There will be three class sections in the second-grade at Camp Avenue next school year, as there were for the same students in the school year that just concluded and in the preceding school year, when these students began kindergarten. One of this fall’s second-grade classes will have 24 students, and the other two will have 25 students.

At the June 25 meeting of the North Merrick Board of Education — which oversees Fayette and Old Mill Road Schools in addition to Camp Avenue — Tiffany Joosten, the mother of a boy in the incoming second-grade class at Camp Avenue, hand-delivered to the board a petition requesting that the district add a fourth class section to the grade and thereby split the grade’s 74 children into two classes of 19 students and two classes of 18 students. Joosten said that 65 of these children’s parents had signed the petition.

She and a handful of other parents of children in her son’s grade spoke at the June 25 board meeting, raising concerns that their children are not getting enough individual attention in the classroom, that teachers are overwhelmed, that class size has long-term developmental impacts on children, and that their children are receiving different treatment than children in other grades in the North Merrick School District that have much lower student-to-teacher ratios.
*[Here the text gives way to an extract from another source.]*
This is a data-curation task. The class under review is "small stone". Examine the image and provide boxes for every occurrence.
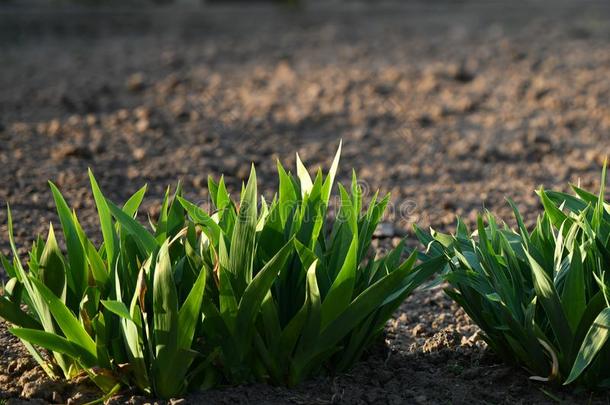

“It just seems very unfair that some children get to enjoy 15 [students-per-class] for seven years … and my child is stuck with 25,” Joosten said.

North Merrick Superintendent David Feller said in a later interview that the average class size district-wide is 21. He said there are other grades in the district that have 24 students per class, and that at the lowest end of the spectrum, one grade at Fayette has 16 students per class.

“It’s hard for us to have identical numbers in class sizes when we have three different schools,” Feller said. “It’s just a function of the population and enrollment in that particular school.”